Teoh Kevin, Singh Jasmeet, Medisauskaite Asta, Hassard Juliet
Department of Organizational Psychology, Birkbeck University of London, London, UK
Psychology Department, Nottingham Trent University, Nottingham, UK.
Occup Environ Med. 2023 Feb;80(2):61-69. doi: 10.1136/oemed-2022-108486. Epub 2023 Jan 12.
Studies have demonstrated an association between doctors' perceived working conditions, and their psychological well-being and patient care. However, few have examined inter-relationships among these three domains, and even fewer using longitudinal designs. Using meta-analytical structural equation modelling, we tested longitudinal relationships among doctors' perceived working conditions, their psychological well-being and patient care. We further tested if doctors' psychological well-being mediates the relationship between perceived working conditions and patient care.
We carried out a systematic review using Academic Search Premier, Business Source Premier, PsycInfo, PsycArticles and Medline for the 20-year period between January 2000 and the start of the pandemic (January 2020). We included studies with practising doctors as participants, and that reported a quantifiable bivariate effect size between at least two of the three constructs of interest-perceived working conditions (ie, job demands, job resource), psychological well-being (ie, emotional exhaustion, work engagement) and patient care (ie, clinical care, patient safety). We pooled relationship effect sizes using random-effects meta-analysis, before testing for indirect effects using two-stage structural equation modelling.

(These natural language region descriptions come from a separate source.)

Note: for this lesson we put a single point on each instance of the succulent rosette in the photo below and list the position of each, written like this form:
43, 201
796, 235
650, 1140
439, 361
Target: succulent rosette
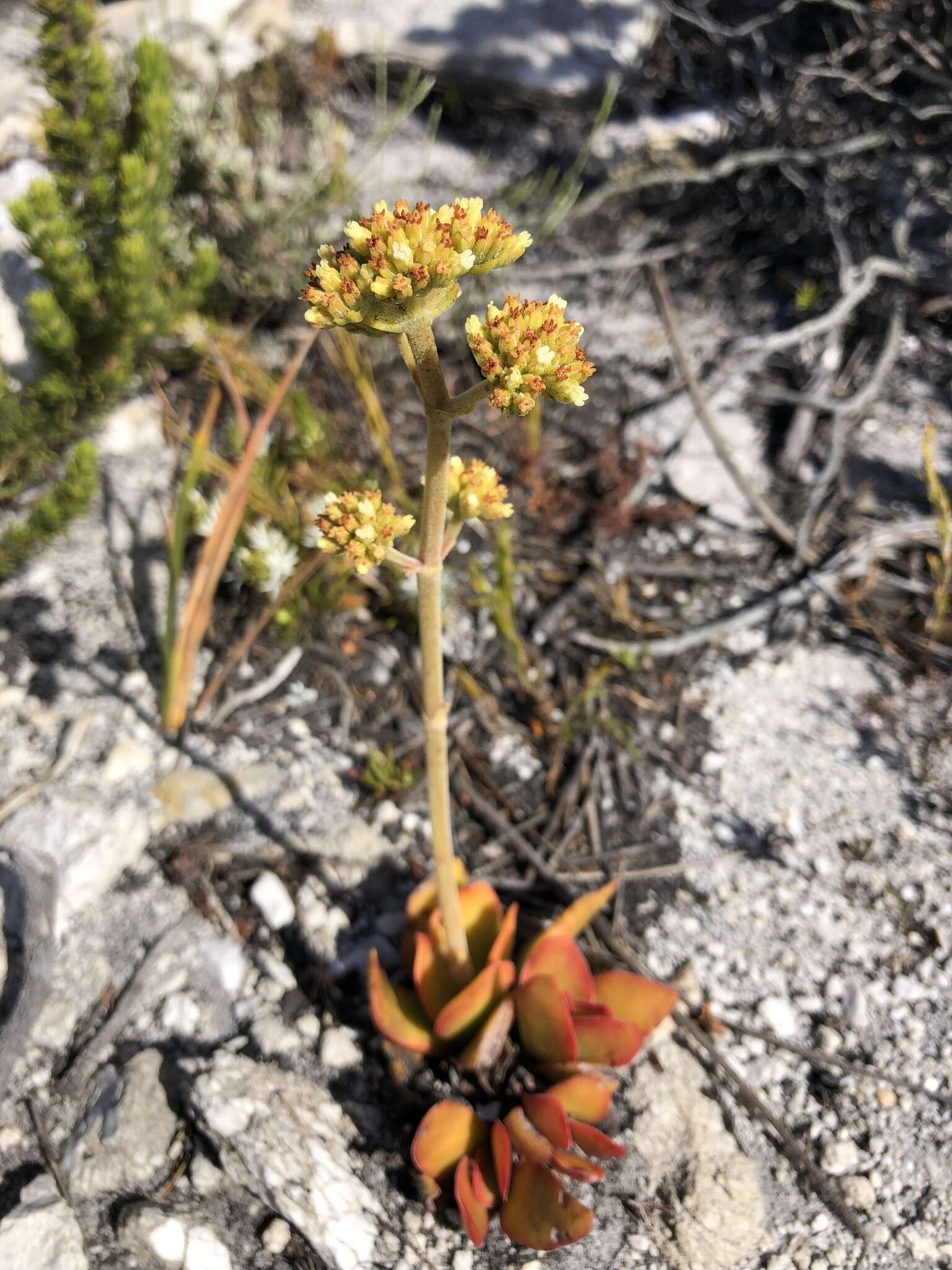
570, 1024
527, 350
402, 266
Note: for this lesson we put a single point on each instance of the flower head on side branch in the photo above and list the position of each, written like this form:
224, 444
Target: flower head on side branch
361, 527
402, 266
475, 492
528, 350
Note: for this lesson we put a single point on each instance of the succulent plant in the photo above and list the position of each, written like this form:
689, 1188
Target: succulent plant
571, 1024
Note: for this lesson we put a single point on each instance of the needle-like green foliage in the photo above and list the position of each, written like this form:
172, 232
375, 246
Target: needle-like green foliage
115, 282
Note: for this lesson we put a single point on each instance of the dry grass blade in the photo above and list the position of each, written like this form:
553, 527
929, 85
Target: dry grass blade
218, 546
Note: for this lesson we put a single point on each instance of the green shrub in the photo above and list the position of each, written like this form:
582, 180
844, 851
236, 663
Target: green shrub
117, 277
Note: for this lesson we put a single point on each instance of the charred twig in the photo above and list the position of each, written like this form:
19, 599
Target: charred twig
666, 310
843, 414
742, 161
850, 562
824, 1060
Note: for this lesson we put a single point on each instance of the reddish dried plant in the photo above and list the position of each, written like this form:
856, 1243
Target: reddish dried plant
571, 1025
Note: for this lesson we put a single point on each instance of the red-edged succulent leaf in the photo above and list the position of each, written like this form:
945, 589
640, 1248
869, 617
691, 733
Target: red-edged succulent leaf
562, 957
432, 977
448, 1132
505, 941
607, 1041
484, 1178
469, 1009
576, 1166
549, 1117
501, 1147
425, 898
596, 1143
633, 998
527, 1141
588, 1008
487, 1047
540, 1213
545, 1020
398, 1014
578, 916
586, 1098
475, 1215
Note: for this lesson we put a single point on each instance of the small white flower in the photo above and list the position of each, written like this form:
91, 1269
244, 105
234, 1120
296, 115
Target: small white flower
268, 558
208, 511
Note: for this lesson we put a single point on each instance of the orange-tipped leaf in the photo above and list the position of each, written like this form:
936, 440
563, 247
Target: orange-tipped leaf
633, 998
562, 957
448, 1132
545, 1021
474, 1214
471, 1006
596, 1143
586, 1098
527, 1141
549, 1117
501, 1147
398, 1014
540, 1213
487, 1047
607, 1042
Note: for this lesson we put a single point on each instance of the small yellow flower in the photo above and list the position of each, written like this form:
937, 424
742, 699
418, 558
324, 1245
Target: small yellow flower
361, 527
403, 266
475, 492
527, 350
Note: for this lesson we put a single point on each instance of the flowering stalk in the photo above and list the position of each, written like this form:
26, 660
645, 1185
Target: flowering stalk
436, 710
398, 273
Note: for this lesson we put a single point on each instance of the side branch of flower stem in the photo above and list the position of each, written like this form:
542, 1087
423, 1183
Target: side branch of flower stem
433, 391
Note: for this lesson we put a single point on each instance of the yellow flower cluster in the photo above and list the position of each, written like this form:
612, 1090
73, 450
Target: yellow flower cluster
475, 492
403, 266
361, 527
527, 349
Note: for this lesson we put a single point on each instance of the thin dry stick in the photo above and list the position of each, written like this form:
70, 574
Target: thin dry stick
436, 710
666, 310
239, 649
851, 562
824, 1060
215, 553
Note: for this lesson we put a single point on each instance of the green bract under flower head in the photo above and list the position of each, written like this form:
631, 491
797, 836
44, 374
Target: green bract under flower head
361, 527
403, 266
527, 349
475, 492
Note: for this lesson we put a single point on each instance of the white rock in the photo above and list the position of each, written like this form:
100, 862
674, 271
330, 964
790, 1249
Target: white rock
860, 1192
293, 1153
276, 1236
778, 1015
205, 1251
339, 1048
127, 758
227, 959
718, 1213
273, 901
168, 1241
41, 1232
840, 1157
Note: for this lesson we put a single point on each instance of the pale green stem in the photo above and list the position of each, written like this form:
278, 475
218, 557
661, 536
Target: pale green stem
436, 710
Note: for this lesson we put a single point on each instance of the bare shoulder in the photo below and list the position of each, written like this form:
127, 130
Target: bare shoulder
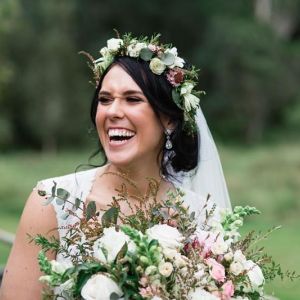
22, 269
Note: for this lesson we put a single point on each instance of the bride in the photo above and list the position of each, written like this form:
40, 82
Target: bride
150, 125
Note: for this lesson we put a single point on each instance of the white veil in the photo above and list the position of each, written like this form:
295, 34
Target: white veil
208, 177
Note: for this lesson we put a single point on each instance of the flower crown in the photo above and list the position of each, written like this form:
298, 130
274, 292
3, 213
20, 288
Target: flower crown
163, 60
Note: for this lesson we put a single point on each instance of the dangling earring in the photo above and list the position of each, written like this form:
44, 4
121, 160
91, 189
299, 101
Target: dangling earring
168, 144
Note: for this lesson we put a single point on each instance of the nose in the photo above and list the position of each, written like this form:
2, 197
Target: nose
115, 110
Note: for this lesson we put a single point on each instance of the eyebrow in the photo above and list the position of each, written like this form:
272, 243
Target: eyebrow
126, 93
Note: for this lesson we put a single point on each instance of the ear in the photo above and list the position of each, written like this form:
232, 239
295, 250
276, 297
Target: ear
167, 123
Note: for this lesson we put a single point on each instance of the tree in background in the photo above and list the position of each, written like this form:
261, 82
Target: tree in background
248, 53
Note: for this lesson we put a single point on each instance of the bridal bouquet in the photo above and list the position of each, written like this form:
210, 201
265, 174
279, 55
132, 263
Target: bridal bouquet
158, 252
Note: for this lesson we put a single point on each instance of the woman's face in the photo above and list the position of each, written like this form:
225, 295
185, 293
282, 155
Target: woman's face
129, 130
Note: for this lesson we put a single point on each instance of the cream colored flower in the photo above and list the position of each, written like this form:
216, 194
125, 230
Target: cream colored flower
157, 66
178, 60
60, 267
100, 287
219, 247
199, 293
112, 241
167, 236
228, 256
135, 48
114, 44
165, 269
179, 261
255, 275
104, 51
236, 268
169, 253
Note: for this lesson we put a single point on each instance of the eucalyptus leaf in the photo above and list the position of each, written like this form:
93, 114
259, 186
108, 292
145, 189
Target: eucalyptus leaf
64, 216
153, 243
122, 252
168, 58
114, 296
146, 54
110, 217
77, 203
42, 193
90, 210
62, 193
59, 201
48, 200
176, 98
53, 190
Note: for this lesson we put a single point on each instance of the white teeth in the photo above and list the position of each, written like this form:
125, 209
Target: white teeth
120, 132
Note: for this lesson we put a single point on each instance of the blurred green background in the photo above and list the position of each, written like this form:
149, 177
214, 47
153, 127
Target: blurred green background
249, 54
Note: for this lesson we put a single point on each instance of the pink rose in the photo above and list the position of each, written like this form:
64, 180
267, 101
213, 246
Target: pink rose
216, 270
227, 290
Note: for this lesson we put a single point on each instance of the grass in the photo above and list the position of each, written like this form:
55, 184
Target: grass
267, 177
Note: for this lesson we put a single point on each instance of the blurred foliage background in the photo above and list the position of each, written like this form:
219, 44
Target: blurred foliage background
249, 54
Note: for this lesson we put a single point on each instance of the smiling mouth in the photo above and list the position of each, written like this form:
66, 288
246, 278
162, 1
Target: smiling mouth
120, 136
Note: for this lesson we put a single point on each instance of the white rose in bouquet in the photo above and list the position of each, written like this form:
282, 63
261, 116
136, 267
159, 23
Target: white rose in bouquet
167, 236
67, 286
112, 241
219, 247
238, 264
199, 293
60, 267
255, 275
100, 287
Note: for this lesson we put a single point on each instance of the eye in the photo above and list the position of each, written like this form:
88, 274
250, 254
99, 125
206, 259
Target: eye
104, 100
134, 99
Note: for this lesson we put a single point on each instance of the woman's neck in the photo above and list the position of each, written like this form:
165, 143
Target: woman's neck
139, 176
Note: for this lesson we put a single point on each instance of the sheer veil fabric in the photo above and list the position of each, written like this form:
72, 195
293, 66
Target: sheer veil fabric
208, 177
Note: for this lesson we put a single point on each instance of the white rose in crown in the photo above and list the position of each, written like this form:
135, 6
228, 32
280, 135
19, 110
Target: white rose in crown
134, 49
157, 66
114, 44
167, 236
112, 241
178, 62
199, 293
100, 287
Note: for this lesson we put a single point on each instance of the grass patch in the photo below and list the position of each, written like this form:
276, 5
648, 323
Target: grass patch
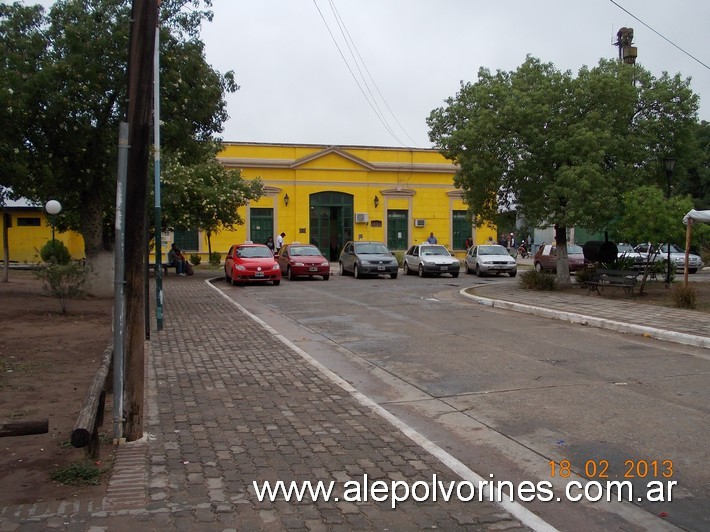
78, 474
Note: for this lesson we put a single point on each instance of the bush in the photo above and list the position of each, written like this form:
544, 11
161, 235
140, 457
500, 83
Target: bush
56, 252
684, 296
534, 280
63, 281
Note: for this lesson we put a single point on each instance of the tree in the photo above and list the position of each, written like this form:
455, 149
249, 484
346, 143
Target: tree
63, 86
558, 148
205, 195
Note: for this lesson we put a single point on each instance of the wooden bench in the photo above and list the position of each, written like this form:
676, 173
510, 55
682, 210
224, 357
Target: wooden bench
600, 278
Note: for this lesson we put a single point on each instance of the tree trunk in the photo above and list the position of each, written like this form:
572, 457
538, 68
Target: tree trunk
562, 261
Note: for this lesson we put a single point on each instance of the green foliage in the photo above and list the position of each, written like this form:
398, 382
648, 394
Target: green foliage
63, 83
77, 474
684, 296
534, 280
215, 258
63, 281
56, 252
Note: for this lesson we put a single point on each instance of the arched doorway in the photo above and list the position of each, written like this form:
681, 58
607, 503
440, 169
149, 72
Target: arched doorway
331, 221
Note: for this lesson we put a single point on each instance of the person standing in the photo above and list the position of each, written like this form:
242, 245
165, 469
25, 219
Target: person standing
280, 242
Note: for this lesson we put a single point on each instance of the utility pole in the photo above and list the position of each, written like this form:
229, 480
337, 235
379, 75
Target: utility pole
144, 19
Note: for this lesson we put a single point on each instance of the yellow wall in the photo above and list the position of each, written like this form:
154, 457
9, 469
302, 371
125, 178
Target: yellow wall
24, 242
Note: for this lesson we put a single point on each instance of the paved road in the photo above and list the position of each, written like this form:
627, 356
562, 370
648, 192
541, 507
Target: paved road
507, 392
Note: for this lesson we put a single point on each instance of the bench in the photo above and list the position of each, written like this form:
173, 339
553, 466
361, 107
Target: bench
600, 278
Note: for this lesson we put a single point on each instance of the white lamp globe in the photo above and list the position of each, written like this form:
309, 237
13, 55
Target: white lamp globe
53, 207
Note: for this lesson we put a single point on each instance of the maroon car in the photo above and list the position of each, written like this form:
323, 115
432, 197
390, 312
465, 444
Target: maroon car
546, 258
298, 260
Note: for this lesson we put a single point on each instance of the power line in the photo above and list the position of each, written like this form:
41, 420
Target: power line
660, 35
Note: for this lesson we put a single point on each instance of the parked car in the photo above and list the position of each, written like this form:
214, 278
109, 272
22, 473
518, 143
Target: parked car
298, 260
546, 258
659, 253
367, 258
490, 259
626, 251
249, 262
430, 259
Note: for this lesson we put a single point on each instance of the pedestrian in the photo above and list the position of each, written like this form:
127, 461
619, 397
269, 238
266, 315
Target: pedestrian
280, 242
177, 260
270, 243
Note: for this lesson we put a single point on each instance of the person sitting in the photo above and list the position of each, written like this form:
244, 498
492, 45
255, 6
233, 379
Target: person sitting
177, 259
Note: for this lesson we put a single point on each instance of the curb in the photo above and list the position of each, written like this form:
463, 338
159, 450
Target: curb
601, 323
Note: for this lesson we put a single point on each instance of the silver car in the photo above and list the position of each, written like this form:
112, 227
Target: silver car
363, 258
430, 259
490, 259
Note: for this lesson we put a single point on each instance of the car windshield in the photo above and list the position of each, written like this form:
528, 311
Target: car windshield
492, 250
433, 250
304, 251
674, 248
371, 248
254, 252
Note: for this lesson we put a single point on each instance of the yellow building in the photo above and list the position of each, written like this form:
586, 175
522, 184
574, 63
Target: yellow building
327, 195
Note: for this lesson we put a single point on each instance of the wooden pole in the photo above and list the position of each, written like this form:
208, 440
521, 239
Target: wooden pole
687, 251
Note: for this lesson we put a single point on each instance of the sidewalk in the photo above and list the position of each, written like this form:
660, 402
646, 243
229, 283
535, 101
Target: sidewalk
230, 402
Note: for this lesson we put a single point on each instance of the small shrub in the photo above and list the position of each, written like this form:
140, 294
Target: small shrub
54, 251
63, 281
534, 280
77, 474
684, 296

Twenty-three samples from 11 countries representing 7275 doctors were meta-analysed. The results indicated that job resources predicted work engagement (ρ=0.18; 95% CI 0.11 to 0.24) and emotional exhaustion (ρ=-0.21; 95% CI -0.31 to -0.11), while job demands predicted emotional exhaustion (ρ=0.27; 95% CI 0.17 to 0.36). Better clinical care was also associated with higher levels of job resources (ρ=0.16; 95% CI 0.04 to 0.29), and lower levels of emotional exhaustion (ρ=-0.21; 95% CI -0.37 to -0.12) and job demands (ρ=-0.27; 95% CI -0.43 to -0.10). Both factors of the work environment were associated with clinical care through doctors' emotional exhaustion, but there were insufficient studies to test the indirect effects for work engagement or patient safety.
Our results demonstrate the need for a systems perspective to address working conditions to support both doctors' psychological well-being and patient care. Interventions should target doctors' job resources as they are more strongly associated with psychological well-being. However, given that job demands were strongly associated with emotional exhaustion, and in turn, clinical care, there is a need to better manage doctors' workload, conflict and pressure to support the current psychological well-being crises among this occupational group.
CRD42020189070.
研究表明医生感知到的工作条件与他们的心理健康及患者护理之间存在关联。然而,很少有研究考察这三个领域之间的相互关系,采用纵向设计的研究更少。我们使用元分析结构方程模型,测试了医生感知到的工作条件、心理健康和患者护理之间的纵向关系。我们还进一步测试了医生的心理健康是否在感知到的工作条件与患者护理之间的关系中起中介作用。
我们在2000年1月至疫情开始(2020年1月)的20年期间,使用学术搜索高级版、商业资源高级版、心理学文摘数据库、心理学全文数据库和医学期刊数据库进行了系统综述。我们纳入了以执业医生为参与者的研究,这些研究报告了在感兴趣的三个构念中的至少两个之间可量化的双变量效应量,这三个构念分别是感知到的工作条件(即工作需求、工作资源)、心理健康(即情感耗竭、工作投入)和患者护理(即临床护理、患者安全)。在使用两阶段结构方程模型测试间接效应之前,我们使用随机效应元分析汇总关系效应量。
对来自11个国家的23个样本(代表7275名医生)进行了元分析。结果表明,工作资源可预测工作投入(ρ = 0.18;95%置信区间0.11至0.24)和情感耗竭(ρ = -0.21;95%置信区间 -0.31至 -0.11),而工作需求可预测情感耗竭(ρ = 0.27;95%置信区间0.17至0.36)。更好的临床护理也与更高水平的工作资源(ρ = 0.16;95%置信区间0.04至0.29)、更低水平的情感耗竭(ρ = -0.21;95%置信区间 -0.37至 -0.12)和工作需求(ρ = -0.27;95%置信区间 -0.43至 -0.10)相关。工作环境的这两个因素都通过医生的情感耗竭与临床护理相关,但没有足够的研究来测试工作投入或患者安全的间接效应。
我们的结果表明,需要从系统角度来解决工作条件问题,以支持医生的心理健康和患者护理。干预措施应针对医生的工作资源,因为它们与心理健康的关联更强。然而,鉴于工作需求与情感耗竭密切相关,进而与临床护理相关,有必要更好地管理医生的工作量、冲突和压力,以应对这一职业群体当前的心理健康危机。
PROSPERO注册号:CRD42020189070。